HDFS Reader
The HDFS Reader component reads files stored in the Hadoop Distributed File System (HDFS). It allows you to pull structured or semi-structured data directly from HDFS into pipeline workflows for processing and analytics.
HDFS is designed to reliably store large datasets across distributed clusters with fault tolerance and scalability, making the HDFS Reader a key connector for big data applications.
Configuration Sections
The HDFS Reader configuration is divided into three main sections:
Basic Information – Runtime and execution details.
Meta Information – HDFS connection properties and file schema options.
Resource Configuration – Resource and execution tuning parameters.
Meta Information Configuration
Open the Meta Information tab and provide the following details:
Host IP Address – The IP address of the HDFS host.
Port – Port number for HDFS access.
Zone – Zone directory for HDFS. Data stored here is automatically encrypted during write and decrypted during read.
File Type – Select the file type to be read. Supported types and their options are listed below.
Supported File Types
CSV
Header – Enable to read column headers.
Infer Schema – Enable to automatically detect column data types.
JSON
Multiline – Enable if JSON records span multiple lines.
Charset – Specify the character set (if different from default).
PARQUET
No additional fields required.
AVRO
Compression – Select compression type: Deflate or Snappy.
Compression Level – Available only for Deflate; choose level 0–9.
XML
Infer Schema – Enable to detect schema from XML structure.

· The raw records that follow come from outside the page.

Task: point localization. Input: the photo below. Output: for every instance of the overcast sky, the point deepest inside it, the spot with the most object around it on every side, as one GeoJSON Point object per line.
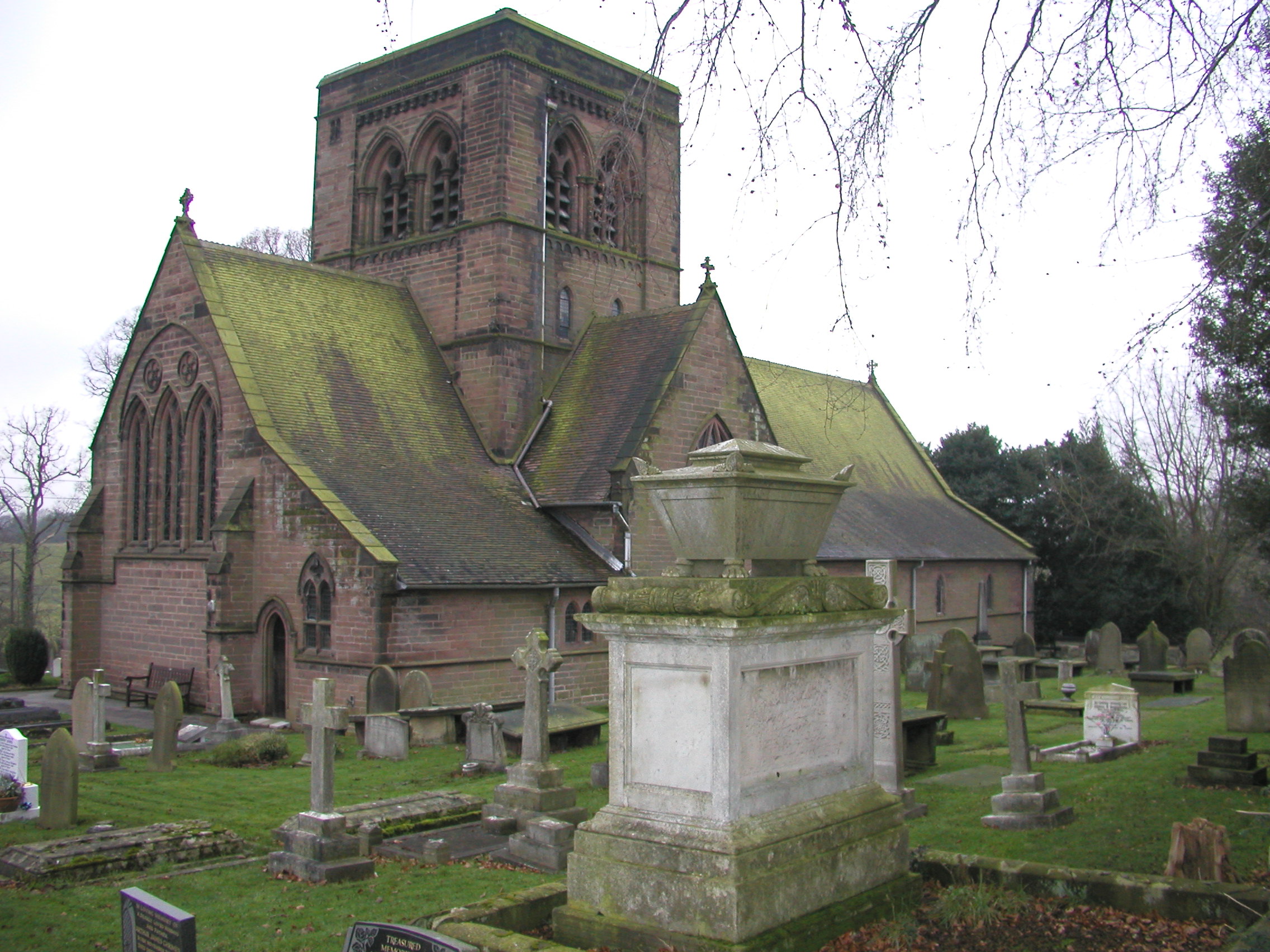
{"type": "Point", "coordinates": [112, 110]}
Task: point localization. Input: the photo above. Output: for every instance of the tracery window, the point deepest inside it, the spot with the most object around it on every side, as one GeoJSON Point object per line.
{"type": "Point", "coordinates": [561, 183]}
{"type": "Point", "coordinates": [203, 454]}
{"type": "Point", "coordinates": [442, 170]}
{"type": "Point", "coordinates": [564, 313]}
{"type": "Point", "coordinates": [169, 447]}
{"type": "Point", "coordinates": [715, 432]}
{"type": "Point", "coordinates": [395, 212]}
{"type": "Point", "coordinates": [316, 593]}
{"type": "Point", "coordinates": [138, 477]}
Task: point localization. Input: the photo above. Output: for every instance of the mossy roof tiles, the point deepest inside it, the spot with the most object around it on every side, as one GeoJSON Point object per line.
{"type": "Point", "coordinates": [346, 385]}
{"type": "Point", "coordinates": [901, 507]}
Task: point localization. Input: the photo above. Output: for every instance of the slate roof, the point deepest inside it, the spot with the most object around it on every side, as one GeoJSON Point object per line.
{"type": "Point", "coordinates": [901, 507]}
{"type": "Point", "coordinates": [347, 386]}
{"type": "Point", "coordinates": [605, 399]}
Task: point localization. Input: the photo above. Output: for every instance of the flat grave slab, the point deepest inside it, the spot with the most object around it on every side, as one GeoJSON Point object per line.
{"type": "Point", "coordinates": [465, 841]}
{"type": "Point", "coordinates": [94, 855]}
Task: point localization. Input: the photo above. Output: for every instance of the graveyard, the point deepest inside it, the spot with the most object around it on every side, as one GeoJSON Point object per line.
{"type": "Point", "coordinates": [1123, 813]}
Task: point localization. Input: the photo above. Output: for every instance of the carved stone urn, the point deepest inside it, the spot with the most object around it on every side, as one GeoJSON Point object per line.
{"type": "Point", "coordinates": [742, 502]}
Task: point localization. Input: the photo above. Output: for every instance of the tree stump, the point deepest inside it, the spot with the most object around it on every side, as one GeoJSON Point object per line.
{"type": "Point", "coordinates": [1201, 851]}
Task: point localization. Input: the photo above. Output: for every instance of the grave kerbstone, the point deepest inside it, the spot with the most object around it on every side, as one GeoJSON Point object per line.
{"type": "Point", "coordinates": [169, 710]}
{"type": "Point", "coordinates": [486, 743]}
{"type": "Point", "coordinates": [381, 691]}
{"type": "Point", "coordinates": [1110, 659]}
{"type": "Point", "coordinates": [388, 736]}
{"type": "Point", "coordinates": [1152, 650]}
{"type": "Point", "coordinates": [962, 692]}
{"type": "Point", "coordinates": [60, 782]}
{"type": "Point", "coordinates": [149, 925]}
{"type": "Point", "coordinates": [1248, 688]}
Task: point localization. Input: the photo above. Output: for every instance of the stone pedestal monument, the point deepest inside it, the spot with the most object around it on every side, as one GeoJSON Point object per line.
{"type": "Point", "coordinates": [754, 730]}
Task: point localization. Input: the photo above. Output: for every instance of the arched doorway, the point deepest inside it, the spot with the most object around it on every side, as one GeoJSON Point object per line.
{"type": "Point", "coordinates": [276, 670]}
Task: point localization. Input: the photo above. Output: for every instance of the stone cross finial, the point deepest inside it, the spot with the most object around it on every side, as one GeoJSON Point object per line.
{"type": "Point", "coordinates": [222, 672]}
{"type": "Point", "coordinates": [323, 719]}
{"type": "Point", "coordinates": [1016, 724]}
{"type": "Point", "coordinates": [538, 661]}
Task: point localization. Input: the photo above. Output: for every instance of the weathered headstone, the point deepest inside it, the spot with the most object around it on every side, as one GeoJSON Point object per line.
{"type": "Point", "coordinates": [149, 925]}
{"type": "Point", "coordinates": [1152, 650]}
{"type": "Point", "coordinates": [486, 743]}
{"type": "Point", "coordinates": [1025, 801]}
{"type": "Point", "coordinates": [1248, 688]}
{"type": "Point", "coordinates": [59, 781]}
{"type": "Point", "coordinates": [1110, 659]}
{"type": "Point", "coordinates": [388, 736]}
{"type": "Point", "coordinates": [1112, 715]}
{"type": "Point", "coordinates": [381, 691]}
{"type": "Point", "coordinates": [416, 691]}
{"type": "Point", "coordinates": [169, 710]}
{"type": "Point", "coordinates": [962, 692]}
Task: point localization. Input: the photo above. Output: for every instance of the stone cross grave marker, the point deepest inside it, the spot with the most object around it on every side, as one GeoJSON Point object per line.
{"type": "Point", "coordinates": [149, 925]}
{"type": "Point", "coordinates": [323, 719]}
{"type": "Point", "coordinates": [1248, 688]}
{"type": "Point", "coordinates": [1152, 650]}
{"type": "Point", "coordinates": [59, 780]}
{"type": "Point", "coordinates": [168, 713]}
{"type": "Point", "coordinates": [538, 661]}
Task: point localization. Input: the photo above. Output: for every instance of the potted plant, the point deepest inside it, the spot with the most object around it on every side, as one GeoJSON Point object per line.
{"type": "Point", "coordinates": [11, 794]}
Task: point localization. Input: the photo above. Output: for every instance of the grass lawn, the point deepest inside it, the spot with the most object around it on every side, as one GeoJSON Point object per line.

Path – Path to the XML file.
Root Tag – XML root tag.
Row Tags – XML row tags for iteration.
Join Row Tags – Enable to join multiple row tags.
ORC
Push Down – Controls predicate pushdown for query optimization:
True – Pushes filters to storage layer for faster queries.
False – Filtering happens after loading data into memory (slower).
Additional Parameters
Path – Path to the file in HDFS.
Partition Columns – Unique key column used to partition data in Spark for optimized parallel processing.
Notes
File Type options dynamically change depending on the format selected.
Enabling Infer Schema for CSV, JSON, or XML can simplify setup but may increase load times for very large files.
Predicate Pushdown (ORC) improves query performance by reducing I/O.
Ensure the HDFS client on the cluster has the correct permissions to read the target file or directory.